Fracture mechanics investigation regarding the effects of cracks on the structural integrity of a BWR-core shroud

Abstract

As a consequence of core shroud intergranular stress corrosion cracking (IGSCC) detected in the course of inservice inspections, a fracture mechanics analysis was carried out to evaluate the effects of postulated cracks on the structural integrity. In this study, critical crack sizes and crack growth were calculated. Due to the comparatively low stress acting on the core shroud during normal operation, the residual stresses in the welds make up the major proportion of the tensile stresses responsible for IGSCC. In order to consider residual stresses of the lower core support ring welds, a finite element analysis was performed at MPA Stuttgart using the FE-code ANSYS. The crack growth computed on the basis of USNRC crack growth rates d a/d t demonstrated that crack growth in depth direction increases quickly at first, then retards and finally comes almost to a standstill.

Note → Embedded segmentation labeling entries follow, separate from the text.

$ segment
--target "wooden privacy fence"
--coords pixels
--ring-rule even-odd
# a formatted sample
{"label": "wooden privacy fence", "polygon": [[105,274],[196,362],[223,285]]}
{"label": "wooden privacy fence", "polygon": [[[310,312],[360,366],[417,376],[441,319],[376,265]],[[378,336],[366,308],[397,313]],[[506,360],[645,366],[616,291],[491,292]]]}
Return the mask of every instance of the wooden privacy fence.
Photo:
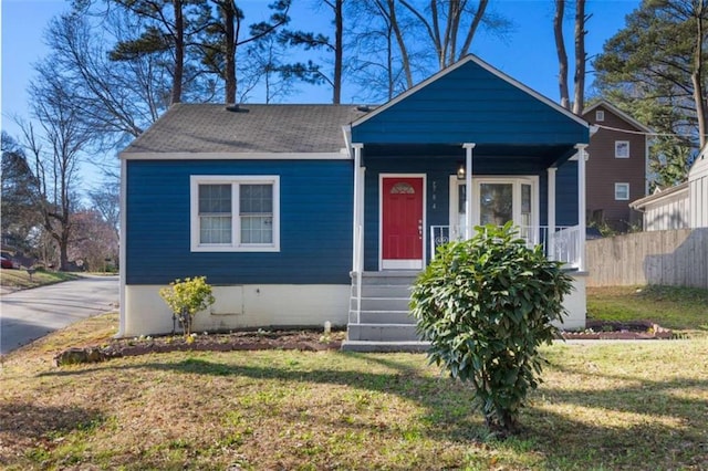
{"label": "wooden privacy fence", "polygon": [[708,289],[708,228],[636,232],[586,244],[587,286]]}

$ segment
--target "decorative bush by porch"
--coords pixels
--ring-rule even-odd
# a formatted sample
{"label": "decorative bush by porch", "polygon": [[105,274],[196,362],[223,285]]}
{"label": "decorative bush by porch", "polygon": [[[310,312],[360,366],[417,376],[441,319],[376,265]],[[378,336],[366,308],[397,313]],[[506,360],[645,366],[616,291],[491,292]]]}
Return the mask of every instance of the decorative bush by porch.
{"label": "decorative bush by porch", "polygon": [[159,290],[159,295],[173,312],[173,320],[179,321],[185,336],[191,334],[195,314],[209,307],[216,301],[206,276],[186,278],[169,283]]}
{"label": "decorative bush by porch", "polygon": [[538,348],[559,337],[572,278],[527,248],[511,223],[476,228],[464,242],[438,249],[412,295],[430,363],[470,381],[488,427],[506,436],[540,379]]}

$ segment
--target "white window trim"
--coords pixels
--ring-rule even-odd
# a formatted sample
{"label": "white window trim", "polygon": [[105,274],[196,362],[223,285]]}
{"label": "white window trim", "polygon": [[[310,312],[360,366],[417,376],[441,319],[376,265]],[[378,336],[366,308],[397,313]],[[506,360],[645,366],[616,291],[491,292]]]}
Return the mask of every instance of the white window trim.
{"label": "white window trim", "polygon": [[[450,176],[450,203],[449,203],[449,224],[455,233],[460,233],[462,228],[459,227],[456,202],[459,197],[459,187],[465,181],[460,181],[457,176]],[[534,175],[520,176],[472,176],[472,223],[479,226],[480,214],[480,185],[482,184],[511,184],[513,185],[513,221],[514,224],[521,222],[521,185],[531,185],[531,229],[538,232],[540,224],[540,196],[539,196],[539,177]],[[467,192],[468,197],[470,192]],[[538,233],[534,234],[538,237]]]}
{"label": "white window trim", "polygon": [[[241,244],[238,186],[273,186],[273,242]],[[199,243],[199,185],[231,185],[231,243]],[[192,252],[280,252],[280,177],[277,175],[191,175],[189,177],[189,231]]]}
{"label": "white window trim", "polygon": [[[617,153],[617,148],[620,147],[621,144],[626,144],[627,145],[627,155],[626,156],[621,156]],[[629,142],[628,140],[615,140],[615,158],[629,158]]]}
{"label": "white window trim", "polygon": [[[617,197],[617,189],[622,188],[622,187],[626,187],[627,188],[627,197],[626,198],[618,198]],[[629,200],[629,184],[615,184],[615,201],[628,201]]]}

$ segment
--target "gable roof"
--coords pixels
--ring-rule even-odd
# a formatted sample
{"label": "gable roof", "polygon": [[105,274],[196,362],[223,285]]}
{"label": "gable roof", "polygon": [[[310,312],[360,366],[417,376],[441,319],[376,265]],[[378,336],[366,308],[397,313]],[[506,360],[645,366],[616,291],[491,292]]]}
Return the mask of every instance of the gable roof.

The cause of this ‘quasi-standstill’ is the residual stress pattern across the wall, being characterized by tensile stresses in the outer areas of the wall and compressive stresses in the middle of the wall. Crack growth in circumferential direction remains more or less constant after a slow initial phase. As the calculation of stress intensity factors K I of surface flaws under normal conditions demonstrated, a ‘lower bound’ fracture toughness value is only exceeded in the case of very long and deep surface flaws. It can be inferred from crack growth calculations that under the assumption of intergranular stress corrosion cracking, the occurrence of such deep and at the same time long flaws is unlikely, regardless of the initial crack length. Irrespective of the above, the calculated critical throughwall crack lengths, which were determined using a ‘lower bound’ fracture toughness value, demonstrated that even long throughwall cracks will not affect the component’s integrity under full load. Moreover, it can be concluded from the studies of crack growth that—assuming intergranular stress corrosion cracking—a sufficiently long period will elapse before a crack which has just been initiated reaches a relevant size. Therefore, it can be stated that these cracks will likely be detected during periodic inservice inspections.